This document supports the develoment and demonstration of rules for GAP range and presence code assignment.  Multiple types of information are assessed (opinion, occurrence data, and previous presence codes) and they sometimes conflict, thus rules for handling cases of disagreement are needed.  In the future, rules for handling model predictions would be incorporated as well.

In this notebook a dataframe of all possible combinations of
codes is built and then a presence column is filled out according to clearly specified rules. The results are then tested and can be referenced for understanding presence code assignment.

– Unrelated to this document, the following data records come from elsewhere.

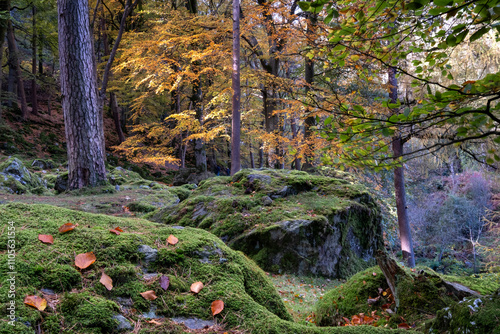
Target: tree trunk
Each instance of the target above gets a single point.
(236, 121)
(115, 110)
(34, 101)
(399, 184)
(4, 7)
(310, 121)
(17, 70)
(82, 117)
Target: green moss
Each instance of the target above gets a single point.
(87, 313)
(472, 315)
(350, 298)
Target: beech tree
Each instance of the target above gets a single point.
(82, 115)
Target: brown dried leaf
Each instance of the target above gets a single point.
(106, 281)
(84, 260)
(46, 238)
(217, 306)
(196, 287)
(37, 302)
(172, 240)
(149, 295)
(164, 282)
(66, 228)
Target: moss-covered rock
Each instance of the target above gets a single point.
(470, 315)
(16, 178)
(287, 220)
(79, 303)
(422, 295)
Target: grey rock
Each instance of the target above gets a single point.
(150, 254)
(194, 323)
(42, 164)
(266, 201)
(152, 313)
(265, 179)
(123, 323)
(61, 184)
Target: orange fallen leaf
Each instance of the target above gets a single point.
(172, 240)
(37, 302)
(46, 238)
(84, 260)
(196, 287)
(106, 281)
(66, 228)
(217, 306)
(149, 295)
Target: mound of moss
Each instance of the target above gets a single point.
(135, 259)
(16, 178)
(287, 221)
(470, 315)
(422, 295)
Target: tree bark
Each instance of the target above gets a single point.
(34, 101)
(11, 41)
(310, 121)
(115, 110)
(4, 7)
(236, 119)
(82, 115)
(399, 183)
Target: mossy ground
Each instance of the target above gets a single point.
(422, 297)
(232, 207)
(83, 305)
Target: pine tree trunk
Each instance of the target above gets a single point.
(236, 120)
(82, 117)
(399, 184)
(310, 121)
(34, 100)
(17, 70)
(115, 110)
(4, 7)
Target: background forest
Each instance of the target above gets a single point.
(402, 95)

Additionally, opinions must be reconciled and cleaned up prior to application.  The rules and and assumptions for those processes are also presented in this document.  

__Sections__
1. Information Hierarchy -- A dataframe is built that specifies rules of dominance for various information sources.
2. Opinion Processing -- Cleaning and reconciliation processes are detailed and a dataframe is built that shows the opinion weight values for all expert rank and confidence values, as well as which would win or lose against a previous map.  Expert opinion confidence values are collected from the expert when they submit opinions.
3. Coding Rules -- First, a dataframe with all types of information combinations is built.  2011-2015 is used as an example time period.  Second, that dataframe is populated according to rules.  Finally, tests are run to ensure all cases were accounted for and certain values are present where they should be.


__Notes__
* Rules are applied here to a single time period (2015) but in the range compiler script, multiple periods are assessed.

* Rules are applied in python here for clarity, but SQL is used in the range compiler for better speed.


## Section 1: Information Hierarchy
The following table illustrates the information hierarchy that the range compilation processes adhere to.  Documented refers to documented presence or range based upon observational data.  Opinion is collected from experts or GAP staff.  The temporal grain of the processes means that compiled data from previous time periods or GAP version 1 range data may be available. 

In [2]:
# Show the source dominance hierarchy
import pandas as pd
pd.options.display.max_rows = 500
pd.options.display.max_columns = 10
pd.options.display.width = 200
import random
import itertools
import numpy as np
from IPython.display import display, HTML
display(HTML("<style>.container { width:100% !important; }</style>"))
display(HTML("<style>.output_result { max-width:100% !important; }</style>"))
display(HTML("<style>.prompt { display:none !important; }</style>"))

# Silence future warnings
import warnings
warnings.simplefilter(action='ignore', category=FutureWarning)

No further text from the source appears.